Based on this seven-year trend, one of the top four teams is more likely to be eliminated in straight sets and one of the teams ranked 5-8 to make at least the bottom four.

When it comes to hosting a fairytale run this year, Carlton has the edge.

Patrick Cripps celebrates.

Patrick Cripps. (Photo by Robert Cianflone/Getty Images)

Sydney has won six of the last seven final rounds but has rarely beaten a significant opponent, often just over the finish line. GWS’ form has been very solid in the second half of the year but they are likely lacking in quality and may be overly dependent on Toby Greene in crucial moments. St Kilda isn’t here yet, but its time is coming.

That leaves Carlton.

The all-important midfield is piling up – Brownlow medalist Patrick Cripps, rising star Sam Walsh, Adam Cerra as the wonderful third wheel and George Hewett and Matt Kennedy are superb and hardworking when fit. Blake Acres arguably had his best year as a winger in his debut season with the Blues.

Carlton’s defense holds up, led by Jacob Weitering, who is back on form. Since turning their season in Round 14, the Blues have averaged 67 points per game against them. Mitch McGovern will play 20 games in a season for the first time since his debut in 2016, which also helps behind the ball, while Adam Saad and Nic Newman demonstrated a devastating running combination.

Obviously any defense needs the rest of the field working well to prevent the ball from penetrating quickly and easily and the pressure on Carlton has certainly increased in the second half of the year.

Up front, the Blues have what many would say is the best player in the competition in Charlie Curnow. There’s little he can’t do, and with 27.4 shots on goal from his last 31, his football boots are all set for September.

It has to be said that Harry McKay is a cause for concern. The horrible missed goals, the lack of calm and panic when he loses confidence in front of the big post and the debilitating effect it has on the team.

Harry McKay of the Blues celebrates a goal.

Harry McKay. (Photo by Dylan Burns/AFL Photos via Getty Images)

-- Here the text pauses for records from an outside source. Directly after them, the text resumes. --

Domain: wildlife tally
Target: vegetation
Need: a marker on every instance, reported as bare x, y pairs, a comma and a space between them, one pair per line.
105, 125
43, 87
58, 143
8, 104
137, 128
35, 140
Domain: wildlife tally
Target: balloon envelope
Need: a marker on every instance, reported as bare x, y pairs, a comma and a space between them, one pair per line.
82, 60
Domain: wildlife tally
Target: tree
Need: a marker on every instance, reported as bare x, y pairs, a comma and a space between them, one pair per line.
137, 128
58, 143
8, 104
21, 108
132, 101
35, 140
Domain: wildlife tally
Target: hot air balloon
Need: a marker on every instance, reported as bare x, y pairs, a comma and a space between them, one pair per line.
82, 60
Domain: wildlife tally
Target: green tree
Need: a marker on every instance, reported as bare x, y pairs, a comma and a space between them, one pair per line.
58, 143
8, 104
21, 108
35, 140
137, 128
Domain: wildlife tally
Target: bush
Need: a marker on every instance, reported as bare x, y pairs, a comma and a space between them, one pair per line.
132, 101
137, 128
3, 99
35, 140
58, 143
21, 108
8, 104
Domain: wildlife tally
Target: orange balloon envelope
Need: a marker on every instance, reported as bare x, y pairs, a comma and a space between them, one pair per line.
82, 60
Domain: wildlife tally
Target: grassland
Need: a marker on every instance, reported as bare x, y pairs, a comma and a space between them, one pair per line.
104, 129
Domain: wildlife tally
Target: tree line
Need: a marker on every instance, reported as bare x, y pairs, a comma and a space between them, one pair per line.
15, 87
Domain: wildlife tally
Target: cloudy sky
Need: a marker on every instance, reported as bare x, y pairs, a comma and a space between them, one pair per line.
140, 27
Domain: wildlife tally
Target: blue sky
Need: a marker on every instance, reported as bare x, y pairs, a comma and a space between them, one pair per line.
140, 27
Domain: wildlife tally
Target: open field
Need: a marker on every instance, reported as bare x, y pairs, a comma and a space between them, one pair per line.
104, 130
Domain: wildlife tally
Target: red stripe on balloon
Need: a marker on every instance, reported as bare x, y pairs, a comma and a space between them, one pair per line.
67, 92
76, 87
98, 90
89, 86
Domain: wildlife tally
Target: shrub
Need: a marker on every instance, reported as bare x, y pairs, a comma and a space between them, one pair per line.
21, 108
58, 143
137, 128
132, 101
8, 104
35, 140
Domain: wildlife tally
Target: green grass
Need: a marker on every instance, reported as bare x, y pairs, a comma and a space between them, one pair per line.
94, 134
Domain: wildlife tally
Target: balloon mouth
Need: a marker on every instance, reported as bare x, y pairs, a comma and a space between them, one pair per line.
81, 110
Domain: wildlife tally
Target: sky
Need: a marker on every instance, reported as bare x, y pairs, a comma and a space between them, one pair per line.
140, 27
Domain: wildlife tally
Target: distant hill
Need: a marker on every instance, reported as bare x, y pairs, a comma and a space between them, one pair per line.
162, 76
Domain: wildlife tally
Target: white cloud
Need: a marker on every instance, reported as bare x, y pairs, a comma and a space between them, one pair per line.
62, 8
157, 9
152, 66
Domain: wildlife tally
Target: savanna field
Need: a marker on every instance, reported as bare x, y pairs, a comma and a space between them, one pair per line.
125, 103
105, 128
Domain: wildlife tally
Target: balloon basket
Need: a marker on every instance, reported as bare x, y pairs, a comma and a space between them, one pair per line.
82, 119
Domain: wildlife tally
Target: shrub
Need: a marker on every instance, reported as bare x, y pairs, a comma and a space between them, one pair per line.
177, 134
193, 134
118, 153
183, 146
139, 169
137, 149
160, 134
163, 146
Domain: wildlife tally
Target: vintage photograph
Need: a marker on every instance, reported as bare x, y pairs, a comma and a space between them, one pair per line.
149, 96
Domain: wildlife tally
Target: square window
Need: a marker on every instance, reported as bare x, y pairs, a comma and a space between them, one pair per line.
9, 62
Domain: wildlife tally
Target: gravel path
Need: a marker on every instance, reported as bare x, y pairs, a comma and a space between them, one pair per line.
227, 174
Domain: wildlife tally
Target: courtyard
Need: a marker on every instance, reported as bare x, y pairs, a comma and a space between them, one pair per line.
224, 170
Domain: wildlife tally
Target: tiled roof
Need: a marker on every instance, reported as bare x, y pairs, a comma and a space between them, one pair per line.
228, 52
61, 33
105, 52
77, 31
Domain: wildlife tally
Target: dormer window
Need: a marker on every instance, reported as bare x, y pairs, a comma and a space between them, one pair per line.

In fact, that year with McKay by his side, Carlton had less than a 50% win rate, and when he wasn’t there, a 100% win rate. Additionally, the Blues defeated Port Adelaide, Collingwood and Melbourne when he was away – their top three wins.

The other problem Carlton has is a big one – the lack of Finals experience. Teams simply don’t win the Premiership title as a playgroup the first time they reach the final. Adelaide in 1997 is probably the closest in ‘recent’ history, but even then a group of players played two finals in 1993.

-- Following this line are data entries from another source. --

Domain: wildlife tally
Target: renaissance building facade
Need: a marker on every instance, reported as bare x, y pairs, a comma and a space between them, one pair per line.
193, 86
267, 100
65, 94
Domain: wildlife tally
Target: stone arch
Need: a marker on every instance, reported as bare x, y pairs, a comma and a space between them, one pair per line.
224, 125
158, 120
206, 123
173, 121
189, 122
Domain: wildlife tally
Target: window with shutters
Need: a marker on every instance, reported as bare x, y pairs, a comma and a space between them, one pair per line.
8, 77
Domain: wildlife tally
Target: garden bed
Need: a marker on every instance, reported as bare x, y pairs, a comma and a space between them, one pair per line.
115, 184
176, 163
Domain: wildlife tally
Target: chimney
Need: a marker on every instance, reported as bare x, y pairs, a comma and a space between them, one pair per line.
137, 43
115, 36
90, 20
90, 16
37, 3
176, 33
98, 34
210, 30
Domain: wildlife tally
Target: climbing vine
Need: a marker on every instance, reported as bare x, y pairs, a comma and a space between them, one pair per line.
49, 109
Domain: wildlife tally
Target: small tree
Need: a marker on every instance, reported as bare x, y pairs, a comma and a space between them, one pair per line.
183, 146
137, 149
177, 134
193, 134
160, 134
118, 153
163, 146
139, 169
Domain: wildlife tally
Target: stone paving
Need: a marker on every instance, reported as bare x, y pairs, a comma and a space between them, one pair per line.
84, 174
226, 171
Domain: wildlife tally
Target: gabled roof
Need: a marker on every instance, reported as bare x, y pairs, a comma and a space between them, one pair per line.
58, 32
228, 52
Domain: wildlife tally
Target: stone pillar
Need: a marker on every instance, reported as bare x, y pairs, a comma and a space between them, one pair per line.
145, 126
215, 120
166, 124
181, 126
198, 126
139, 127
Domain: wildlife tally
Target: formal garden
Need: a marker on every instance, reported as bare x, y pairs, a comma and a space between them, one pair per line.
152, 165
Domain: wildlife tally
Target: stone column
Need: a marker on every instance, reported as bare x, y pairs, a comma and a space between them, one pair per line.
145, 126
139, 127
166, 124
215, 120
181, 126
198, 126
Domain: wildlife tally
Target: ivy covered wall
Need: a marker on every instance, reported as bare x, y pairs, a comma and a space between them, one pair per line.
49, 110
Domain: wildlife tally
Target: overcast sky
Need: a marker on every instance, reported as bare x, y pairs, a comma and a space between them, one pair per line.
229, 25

Geelong in 2007, Richmond in 2017 and Melbourne in 2021 won the flag after missing out on the finals the previous year, and the Bulldogs seemingly came out of nowhere in 2016. But the Cats and Tigers had made it to the finals in Melbourne in 2004-05 and 2013-15 respectively and had made it to the prelims in 2018, while the Dogs had at least reached the finals in 2015 as well.

The Blues are left empty-handed, especially when it comes to their biggest names and key players.

Cripps, Docherty, Cerra, Walsh, Weitering, Curnow and McKay have yet to play a final. Ditto for many of the support crew who have only previously known a Carlton sweater. Some have played one or two, like Acres, Newman and Saad.

Every final played will be a valuable experience, but it will feel like a wasted season if the Blues are eliminated in the first week. They should have gained experience last year but screwed up late in the play. The further they go this September the better they can get and this is a chance for them to go all the way – if they are like a horse that improves in the second, third and fourth rounds of a prep.

The stage is of course set for a big duel in week two if Carlton can get the best out of Sydney. They’re playing Collingwood or Melbourne – two teams they’ve already beaten and the very two teams that cost them a place in the finals last year in the most excruciating circumstances.

It is now up to the blues to make their own history. Is Carlton ready to put together a fairy tale by September?